Ce qui a été signé le 4 août
Cinq semaines après avoir introduit Bending Spoons au Nasdaq, Luca Ferrari a signé à Milan un accord définitif pour racheter Airtable. Les termes publiés le 4 août fixent la valeur d'entreprise à 1,285 milliard de dollars et la valeur implicite des actions à environ 2,25 milliards, intégralement en numéraire. Airtable déclare des revenus récurrents annuels d'environ 480 millions de dollars à juin 2026, en hausse de plus de 20 pour cent sur un an, répartis sur plus de 500.000 organisations dont 80 pour cent des Fortune 100. La clôture est attendue cette année, sous réserve des autorisations réglementaires requises et des conditions usuelles.
C'est la première acquisition du groupe depuis la cotation, et elle rejoint un portefeuille qui compte déjà AOL, Brightcove, Eventbrite, Evernote, Harvest, komoot, Remini, StreamYard, Vimeo et WeTransfer. AOL est entrée en janvier 2026 et Eventbrite en mars. Howie Liu, cofondateur d'Airtable en 2013, présente l'opération comme les moyens nécessaires pour bâtir une plateforme nativement tournée vers l'intelligence artificielle. C'est la lecture du vendeur et elle peut être sincère. Ce n'est pas le chiffre à lire.

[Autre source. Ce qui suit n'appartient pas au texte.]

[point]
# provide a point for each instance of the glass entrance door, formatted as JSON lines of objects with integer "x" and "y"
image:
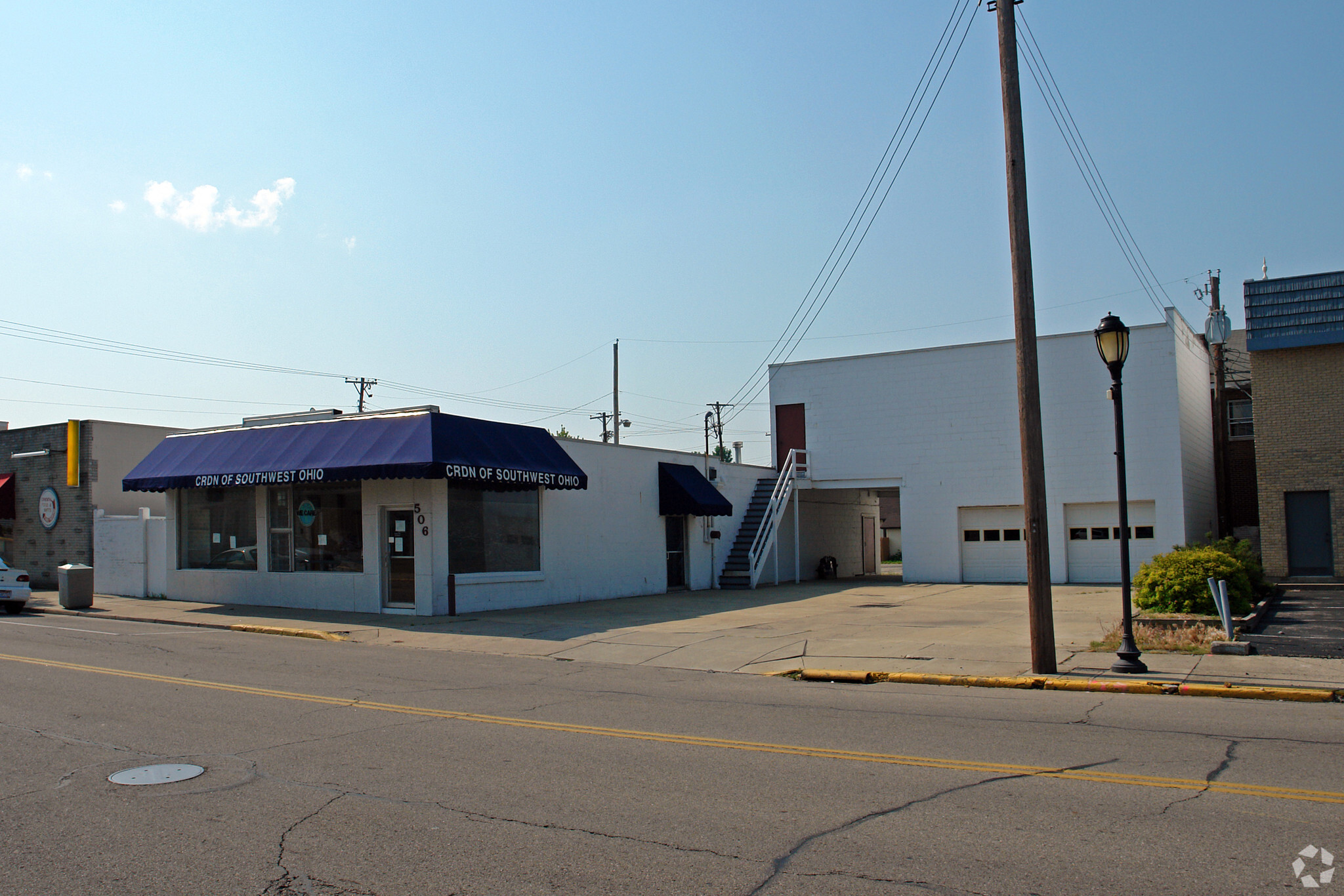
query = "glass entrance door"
{"x": 398, "y": 558}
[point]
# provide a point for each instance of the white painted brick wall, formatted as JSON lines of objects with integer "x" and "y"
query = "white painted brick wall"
{"x": 944, "y": 421}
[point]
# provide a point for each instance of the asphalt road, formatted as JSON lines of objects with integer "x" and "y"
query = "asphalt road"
{"x": 351, "y": 769}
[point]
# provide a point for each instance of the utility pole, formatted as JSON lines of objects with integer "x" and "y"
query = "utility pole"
{"x": 709, "y": 425}
{"x": 366, "y": 388}
{"x": 604, "y": 417}
{"x": 718, "y": 422}
{"x": 616, "y": 397}
{"x": 1219, "y": 417}
{"x": 1028, "y": 382}
{"x": 616, "y": 390}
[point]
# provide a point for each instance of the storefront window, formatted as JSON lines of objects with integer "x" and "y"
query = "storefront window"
{"x": 219, "y": 528}
{"x": 316, "y": 528}
{"x": 494, "y": 531}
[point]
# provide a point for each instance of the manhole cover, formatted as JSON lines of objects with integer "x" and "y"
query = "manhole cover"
{"x": 164, "y": 774}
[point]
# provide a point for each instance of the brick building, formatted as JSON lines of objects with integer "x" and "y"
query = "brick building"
{"x": 34, "y": 458}
{"x": 1296, "y": 342}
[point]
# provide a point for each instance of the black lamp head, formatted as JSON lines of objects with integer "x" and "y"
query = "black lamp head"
{"x": 1112, "y": 343}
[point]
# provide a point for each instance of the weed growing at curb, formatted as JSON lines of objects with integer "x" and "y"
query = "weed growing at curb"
{"x": 1195, "y": 638}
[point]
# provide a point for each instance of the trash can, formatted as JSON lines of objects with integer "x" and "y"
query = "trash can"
{"x": 75, "y": 583}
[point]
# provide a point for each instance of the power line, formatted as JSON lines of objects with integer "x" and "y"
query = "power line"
{"x": 864, "y": 201}
{"x": 186, "y": 398}
{"x": 819, "y": 302}
{"x": 1082, "y": 156}
{"x": 889, "y": 332}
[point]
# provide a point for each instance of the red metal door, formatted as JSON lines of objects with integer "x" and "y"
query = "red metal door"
{"x": 870, "y": 546}
{"x": 789, "y": 432}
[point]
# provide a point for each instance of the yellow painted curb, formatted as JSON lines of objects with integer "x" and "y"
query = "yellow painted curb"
{"x": 1046, "y": 683}
{"x": 293, "y": 633}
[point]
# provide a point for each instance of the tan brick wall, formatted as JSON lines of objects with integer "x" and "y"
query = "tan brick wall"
{"x": 1299, "y": 441}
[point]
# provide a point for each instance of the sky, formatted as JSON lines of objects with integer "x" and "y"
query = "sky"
{"x": 478, "y": 201}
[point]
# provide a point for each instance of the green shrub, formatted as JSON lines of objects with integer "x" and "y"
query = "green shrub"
{"x": 1178, "y": 582}
{"x": 1241, "y": 550}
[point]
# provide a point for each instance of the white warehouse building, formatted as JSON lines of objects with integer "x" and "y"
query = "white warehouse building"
{"x": 941, "y": 426}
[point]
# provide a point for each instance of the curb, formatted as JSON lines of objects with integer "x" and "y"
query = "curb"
{"x": 222, "y": 626}
{"x": 1042, "y": 683}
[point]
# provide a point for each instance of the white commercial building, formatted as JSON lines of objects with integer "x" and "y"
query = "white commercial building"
{"x": 941, "y": 426}
{"x": 420, "y": 512}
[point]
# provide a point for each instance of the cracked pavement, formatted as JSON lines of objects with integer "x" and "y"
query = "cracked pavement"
{"x": 351, "y": 800}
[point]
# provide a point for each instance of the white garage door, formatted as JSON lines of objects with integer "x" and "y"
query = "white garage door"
{"x": 1093, "y": 533}
{"x": 992, "y": 546}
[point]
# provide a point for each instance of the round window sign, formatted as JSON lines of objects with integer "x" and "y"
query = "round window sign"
{"x": 49, "y": 508}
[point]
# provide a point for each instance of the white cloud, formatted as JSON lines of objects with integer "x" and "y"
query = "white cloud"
{"x": 197, "y": 210}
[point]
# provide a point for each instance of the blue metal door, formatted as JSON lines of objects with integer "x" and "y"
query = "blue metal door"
{"x": 1308, "y": 516}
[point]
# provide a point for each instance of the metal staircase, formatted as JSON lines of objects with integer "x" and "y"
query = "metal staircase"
{"x": 761, "y": 524}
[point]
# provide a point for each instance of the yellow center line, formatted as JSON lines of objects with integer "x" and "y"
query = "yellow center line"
{"x": 695, "y": 741}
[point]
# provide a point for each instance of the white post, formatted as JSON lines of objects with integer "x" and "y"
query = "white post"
{"x": 714, "y": 579}
{"x": 144, "y": 552}
{"x": 797, "y": 561}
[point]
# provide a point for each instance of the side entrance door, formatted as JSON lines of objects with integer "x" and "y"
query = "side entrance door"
{"x": 870, "y": 546}
{"x": 400, "y": 558}
{"x": 1308, "y": 516}
{"x": 791, "y": 432}
{"x": 677, "y": 551}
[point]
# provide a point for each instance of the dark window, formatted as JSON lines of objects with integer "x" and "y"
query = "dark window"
{"x": 494, "y": 531}
{"x": 316, "y": 528}
{"x": 219, "y": 528}
{"x": 675, "y": 528}
{"x": 1241, "y": 425}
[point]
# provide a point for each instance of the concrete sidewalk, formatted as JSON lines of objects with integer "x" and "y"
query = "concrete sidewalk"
{"x": 877, "y": 624}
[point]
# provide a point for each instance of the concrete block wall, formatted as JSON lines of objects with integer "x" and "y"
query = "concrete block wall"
{"x": 128, "y": 555}
{"x": 1299, "y": 441}
{"x": 942, "y": 425}
{"x": 38, "y": 550}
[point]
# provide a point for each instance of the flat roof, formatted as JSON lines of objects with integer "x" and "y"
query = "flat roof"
{"x": 994, "y": 342}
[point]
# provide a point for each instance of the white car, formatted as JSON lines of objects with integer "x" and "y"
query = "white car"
{"x": 14, "y": 589}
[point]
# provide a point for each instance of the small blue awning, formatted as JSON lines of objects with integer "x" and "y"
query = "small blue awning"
{"x": 684, "y": 492}
{"x": 400, "y": 445}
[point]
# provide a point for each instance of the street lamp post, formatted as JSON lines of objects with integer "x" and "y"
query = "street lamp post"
{"x": 1113, "y": 347}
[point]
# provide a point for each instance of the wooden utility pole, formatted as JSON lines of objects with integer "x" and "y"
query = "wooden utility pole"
{"x": 1028, "y": 383}
{"x": 366, "y": 388}
{"x": 1219, "y": 421}
{"x": 616, "y": 391}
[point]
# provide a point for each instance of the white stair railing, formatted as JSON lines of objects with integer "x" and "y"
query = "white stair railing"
{"x": 795, "y": 468}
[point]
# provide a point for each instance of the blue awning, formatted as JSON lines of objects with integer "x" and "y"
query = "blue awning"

Le multiple est la prévision
Divisez la valeur d'entreprise par les revenus récurrents et vous obtenez 2,68. Une société logicielle qui croît de plus de 20 pour cent par an, avec quatre cinquièmes des Fortune 100 à son actif, ne change pas de mains à 2,7 fois ses revenus parce que l'acheteur espère la démultiplier. Ce multiple est celui que paie un acquéreur lorsque l'actif acheté est la base installée et non la courbe de croissance, et lorsque le plan consiste à relever le rendement des clients déjà présents plutôt qu'à en conquérir de nouveaux.
Bending Spoons n'a jamais caché que c'était le modèle. Le groupe est passé d'une perte de 112 millions de dollars au premier trimestre 2025 à un bénéfice de 27,5 millions au même trimestre 2026, en resserrant la monétisation de ses marques. Les utilisateurs d'Evernote en connaissent la forme. Si vos opérations tournent sur Airtable, la lecture honnête de 2,7 fois les revenus est que votre compte est désormais une ligne de rendement dans le modèle de quelqu'un, et ce rendement doit venir de quelque part. Cela vaut pour une PME française de trente licences comme pour un grand groupe.
Près d'un milliard du prix est l'argent d'Airtable
L'écart entre les deux chiffres publiés mérite qu'on s'y arrête. Une valeur des actions d'environ 2,25 milliards de dollars face à une valeur d'entreprise de 1,285 milliard implique près de 965 millions de dollars de trésorerie nette au bilan d'Airtable. Dit simplement, environ deux cinquièmes du prix affiché sont la trésorerie d'Airtable rendue aux actionnaires d'Airtable. L'entreprise elle-même est achetée pour 1,285 milliard.
Cette trésorerie explique aussi que l'opération soit soutenable si peu après l'introduction en bourse. Bending Spoons a obtenu une facilité de prêt de 500 millions d'euros garantie par SACE, l'agence italienne de crédit à l'exportation, selon un document daté du 28 juillet 2026. Un acheteur qui finance en partie avec le bilan de la cible et en partie avec de la dette garantie par un crédit export a un calendrier de retour. Les calendriers de retour finissent dans les grilles tarifaires.
Votre levier expire avec l'examen des autorités
L'examen réglementaire est la seule raison pour laquelle rien ne change ce mois-ci, et c'est un cadeau avec une date de péremption. Jusqu'à la clôture, Airtable vend encore à ses conditions et souhaite transmettre des chiffres de renouvellement propres. Demandez dès maintenant, par écrit, un tarif à deux ou trois ans avec un plafond explicite sur les hausses par utilisateur et sur tout déplacement de fonctions entre les paliers. Un éditeur qui va changer de mains signe avec une bonne volonté inhabituelle une clause que son acquéreur héritera.
Faites en parallèle le travail ingrat. Recensez chaque base dont dépend un processus réel et exportez-la en CSV ou en sauvegarde de base de données lisible sans Airtable. Vérifiez quelles automatisations appellent l'API et notez celles qui casseraient si les limites se durcissaient. Exigez aussi la clause de réversibilité que les acheteurs français savent réclamer, car elle est précisément ce qui rend un départ possible. Rien de tout cela ne prédit qu'Airtable se dégradera: c'est ce qui sépare rester par choix de rester par contrainte.